No dia de ontem, 30 médicos e enfermeiros viajaram para Itália para ajudar no combate à Covid-19. A ajuda médica será para a Lombardia, a região mais afetada pela pandemia do novo coronavírus. 


A Albânia regista até ao momento 197 casos confirmados e dez mortos. Apesar de o país também estar na luta contra a pandemia, o governo albanês decidiu ajudar o país irmão. “Não temos falta de memória (…) a Albânia e os albaneses nunca abandonam um amigo em dificuldades.
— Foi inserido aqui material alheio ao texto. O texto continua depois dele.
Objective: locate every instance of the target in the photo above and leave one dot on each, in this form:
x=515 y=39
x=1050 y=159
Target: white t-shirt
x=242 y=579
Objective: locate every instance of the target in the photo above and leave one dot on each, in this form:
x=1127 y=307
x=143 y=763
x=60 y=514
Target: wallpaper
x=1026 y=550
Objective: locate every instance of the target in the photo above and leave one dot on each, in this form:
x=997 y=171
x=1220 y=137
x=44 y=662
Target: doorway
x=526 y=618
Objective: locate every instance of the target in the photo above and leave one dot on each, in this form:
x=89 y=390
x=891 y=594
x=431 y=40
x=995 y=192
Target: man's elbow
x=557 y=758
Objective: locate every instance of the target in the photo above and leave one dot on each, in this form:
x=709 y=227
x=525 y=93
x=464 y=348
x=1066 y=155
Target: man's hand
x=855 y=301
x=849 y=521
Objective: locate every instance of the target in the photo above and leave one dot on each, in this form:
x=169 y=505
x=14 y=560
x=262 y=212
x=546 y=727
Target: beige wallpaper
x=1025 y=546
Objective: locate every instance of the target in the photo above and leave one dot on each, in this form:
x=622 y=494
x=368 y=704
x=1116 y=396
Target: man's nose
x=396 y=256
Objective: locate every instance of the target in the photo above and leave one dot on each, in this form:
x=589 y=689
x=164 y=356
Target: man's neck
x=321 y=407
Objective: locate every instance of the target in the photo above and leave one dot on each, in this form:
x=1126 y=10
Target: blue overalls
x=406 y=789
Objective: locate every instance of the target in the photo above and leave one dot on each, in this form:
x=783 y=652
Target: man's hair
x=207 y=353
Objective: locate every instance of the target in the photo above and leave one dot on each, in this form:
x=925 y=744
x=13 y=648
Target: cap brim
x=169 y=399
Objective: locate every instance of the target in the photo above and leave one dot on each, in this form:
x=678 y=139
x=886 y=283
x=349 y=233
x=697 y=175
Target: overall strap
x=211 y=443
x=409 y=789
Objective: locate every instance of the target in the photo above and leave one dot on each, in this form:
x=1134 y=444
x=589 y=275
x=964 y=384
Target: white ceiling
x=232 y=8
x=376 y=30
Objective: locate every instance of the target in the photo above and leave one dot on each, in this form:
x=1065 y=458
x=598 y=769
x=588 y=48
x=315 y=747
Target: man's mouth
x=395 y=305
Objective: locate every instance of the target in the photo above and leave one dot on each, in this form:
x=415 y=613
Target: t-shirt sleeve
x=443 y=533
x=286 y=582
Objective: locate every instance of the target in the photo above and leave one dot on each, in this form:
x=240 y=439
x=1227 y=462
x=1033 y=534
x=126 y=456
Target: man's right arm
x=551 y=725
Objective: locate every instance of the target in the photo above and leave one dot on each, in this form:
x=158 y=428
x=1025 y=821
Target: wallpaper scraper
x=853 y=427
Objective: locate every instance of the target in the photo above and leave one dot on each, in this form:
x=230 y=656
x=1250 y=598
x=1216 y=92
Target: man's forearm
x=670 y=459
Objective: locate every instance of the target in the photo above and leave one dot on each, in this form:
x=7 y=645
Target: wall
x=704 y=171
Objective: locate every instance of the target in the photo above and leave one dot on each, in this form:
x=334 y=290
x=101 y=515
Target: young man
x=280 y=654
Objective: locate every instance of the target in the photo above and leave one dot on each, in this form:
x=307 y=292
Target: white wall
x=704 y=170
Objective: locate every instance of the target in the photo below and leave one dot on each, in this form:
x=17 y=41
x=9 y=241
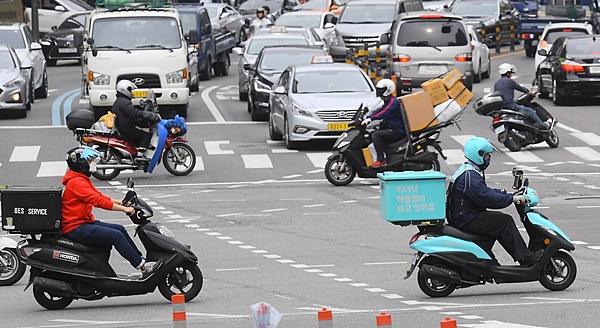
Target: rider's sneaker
x=378 y=164
x=531 y=257
x=151 y=267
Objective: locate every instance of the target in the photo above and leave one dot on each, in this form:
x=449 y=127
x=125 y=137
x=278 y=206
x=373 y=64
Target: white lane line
x=589 y=138
x=586 y=153
x=52 y=169
x=257 y=161
x=25 y=154
x=210 y=105
x=318 y=159
x=524 y=156
x=214 y=147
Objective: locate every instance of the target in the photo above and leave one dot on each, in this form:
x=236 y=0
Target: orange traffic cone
x=448 y=323
x=325 y=318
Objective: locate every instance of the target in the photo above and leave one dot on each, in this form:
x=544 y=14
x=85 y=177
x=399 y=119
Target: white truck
x=143 y=43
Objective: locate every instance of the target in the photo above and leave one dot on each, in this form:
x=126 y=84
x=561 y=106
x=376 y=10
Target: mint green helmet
x=476 y=148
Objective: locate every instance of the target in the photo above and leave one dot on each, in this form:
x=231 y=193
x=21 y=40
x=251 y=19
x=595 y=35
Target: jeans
x=383 y=136
x=530 y=113
x=107 y=234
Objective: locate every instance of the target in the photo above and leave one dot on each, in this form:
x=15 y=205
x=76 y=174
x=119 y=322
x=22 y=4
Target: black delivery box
x=31 y=210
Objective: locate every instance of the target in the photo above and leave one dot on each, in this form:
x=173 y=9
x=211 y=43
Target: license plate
x=499 y=129
x=337 y=126
x=594 y=69
x=432 y=69
x=67 y=50
x=139 y=93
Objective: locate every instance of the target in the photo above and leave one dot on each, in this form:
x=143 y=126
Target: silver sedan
x=316 y=101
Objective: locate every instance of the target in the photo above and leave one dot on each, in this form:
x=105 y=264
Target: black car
x=66 y=40
x=270 y=63
x=571 y=69
x=486 y=14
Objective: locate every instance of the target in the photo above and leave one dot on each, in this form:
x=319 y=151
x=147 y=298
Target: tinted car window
x=431 y=33
x=551 y=36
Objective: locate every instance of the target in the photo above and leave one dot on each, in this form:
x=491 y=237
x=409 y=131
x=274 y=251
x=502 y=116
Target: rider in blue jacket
x=391 y=114
x=471 y=197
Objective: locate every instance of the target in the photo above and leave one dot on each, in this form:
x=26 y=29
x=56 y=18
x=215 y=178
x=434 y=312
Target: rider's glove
x=519 y=199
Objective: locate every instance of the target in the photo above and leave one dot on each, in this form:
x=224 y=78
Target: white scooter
x=11 y=268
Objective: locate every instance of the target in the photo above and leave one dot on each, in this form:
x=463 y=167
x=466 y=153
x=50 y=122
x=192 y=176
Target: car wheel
x=42 y=91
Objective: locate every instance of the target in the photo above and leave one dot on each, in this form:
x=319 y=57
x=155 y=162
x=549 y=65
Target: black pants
x=501 y=227
x=383 y=136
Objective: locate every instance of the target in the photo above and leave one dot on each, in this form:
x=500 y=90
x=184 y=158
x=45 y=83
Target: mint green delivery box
x=412 y=197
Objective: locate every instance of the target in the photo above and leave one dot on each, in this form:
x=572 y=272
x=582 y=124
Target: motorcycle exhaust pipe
x=440 y=274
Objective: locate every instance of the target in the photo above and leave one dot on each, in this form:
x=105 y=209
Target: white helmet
x=506 y=68
x=385 y=88
x=125 y=87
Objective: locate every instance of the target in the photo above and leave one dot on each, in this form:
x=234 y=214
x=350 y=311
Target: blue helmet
x=476 y=148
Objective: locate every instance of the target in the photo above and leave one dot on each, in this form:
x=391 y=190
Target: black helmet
x=78 y=157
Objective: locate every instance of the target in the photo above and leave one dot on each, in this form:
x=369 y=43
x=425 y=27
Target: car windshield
x=313 y=21
x=279 y=61
x=475 y=8
x=368 y=14
x=256 y=45
x=432 y=34
x=583 y=47
x=13 y=38
x=136 y=33
x=315 y=5
x=6 y=60
x=330 y=81
x=551 y=36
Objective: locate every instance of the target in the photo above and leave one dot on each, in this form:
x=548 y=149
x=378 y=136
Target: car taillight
x=400 y=58
x=464 y=57
x=573 y=68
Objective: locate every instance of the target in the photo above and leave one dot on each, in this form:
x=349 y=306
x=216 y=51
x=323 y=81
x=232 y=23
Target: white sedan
x=554 y=31
x=480 y=57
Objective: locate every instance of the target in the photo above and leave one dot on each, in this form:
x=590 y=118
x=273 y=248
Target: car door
x=278 y=101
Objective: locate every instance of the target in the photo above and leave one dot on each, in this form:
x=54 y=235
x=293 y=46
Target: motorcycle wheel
x=15 y=269
x=180 y=159
x=339 y=172
x=552 y=140
x=512 y=143
x=560 y=274
x=108 y=156
x=185 y=279
x=432 y=287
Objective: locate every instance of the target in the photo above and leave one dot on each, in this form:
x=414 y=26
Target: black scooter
x=449 y=258
x=410 y=153
x=514 y=129
x=63 y=270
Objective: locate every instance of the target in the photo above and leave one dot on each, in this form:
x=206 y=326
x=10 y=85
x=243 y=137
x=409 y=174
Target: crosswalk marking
x=258 y=161
x=524 y=156
x=589 y=138
x=25 y=154
x=52 y=169
x=586 y=153
x=318 y=159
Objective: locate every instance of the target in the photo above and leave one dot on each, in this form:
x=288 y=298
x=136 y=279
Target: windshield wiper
x=112 y=47
x=154 y=46
x=421 y=44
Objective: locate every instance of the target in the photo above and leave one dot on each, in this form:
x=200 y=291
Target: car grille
x=351 y=41
x=336 y=115
x=143 y=81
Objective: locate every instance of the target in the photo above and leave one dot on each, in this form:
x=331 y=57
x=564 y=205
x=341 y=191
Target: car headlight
x=260 y=86
x=177 y=76
x=299 y=111
x=101 y=79
x=17 y=82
Hoje somos todos italianos, e a Itália deve vencer e vencerá esta guerra também por nós, pela Europa e por todo o mundo” afirmou o primeiro-ministro albanês Edi Rama. 
Enquanto cumprimentava a equipa médica no aeroporto, Edi Rama disse-lhes “Vocês, membros corajosos desta missão pela vida, partem para uma guerra que também é nossa. 

Histórico de entre-ajuda 

O primeiro-ministro Albanês recordou ainda que “Trinta médicos e enfermeiros nossos partem hoje para Itália, não são muitos e não vão resolver a batalha entre o inimigo invisível e os médicos que lutam do outro lado do mar [os dois países são separados pelos mares Adriático e Jónico]. Mas Itália foi a nossa casa quando os nossos irmãos nos salvaram no passado, ao albergar-nos e adotando-nos enquanto aqui se sofria”.
Depois da Segunda Guerra Mundial, no fim do regime comunista do final dos anos 80 e na crise de fome nos anos 90, a Itália foi uma ajuda crucial para a Albânia. Edi Rama explicou que “Estamos a combater o mesmo inimigo invisível. Os recursos humanos e logísticos não são ilimitados, mas não podemos mantê-los de reserva enquanto em Itália se precisa tanto de ajuda”. “É verdade que todos estão fechados nas suas fronteiras, e que países riquíssimos voltaram as costas uns aos outros. Mas talvez seja por não sermos ricos nem sem memória, que não podemos permitir não demonstrar a Itália que a Albânia e os albaneses não a abandonam.”
Os 30 médicos e enfermeiros albaneses voluntariam-se para ajudar. No entanto, a Albânia vai pagar-lhes e assegurar as despesas que devem equivaler a 85 mil euros para o mês que deverão permanecer na Lombardia. 
Há cerca de 400 mil albaneses a viver em Itália, que enviam o dinheiro para as famílias e investem dinheiro na sua terra natal, a Albânia.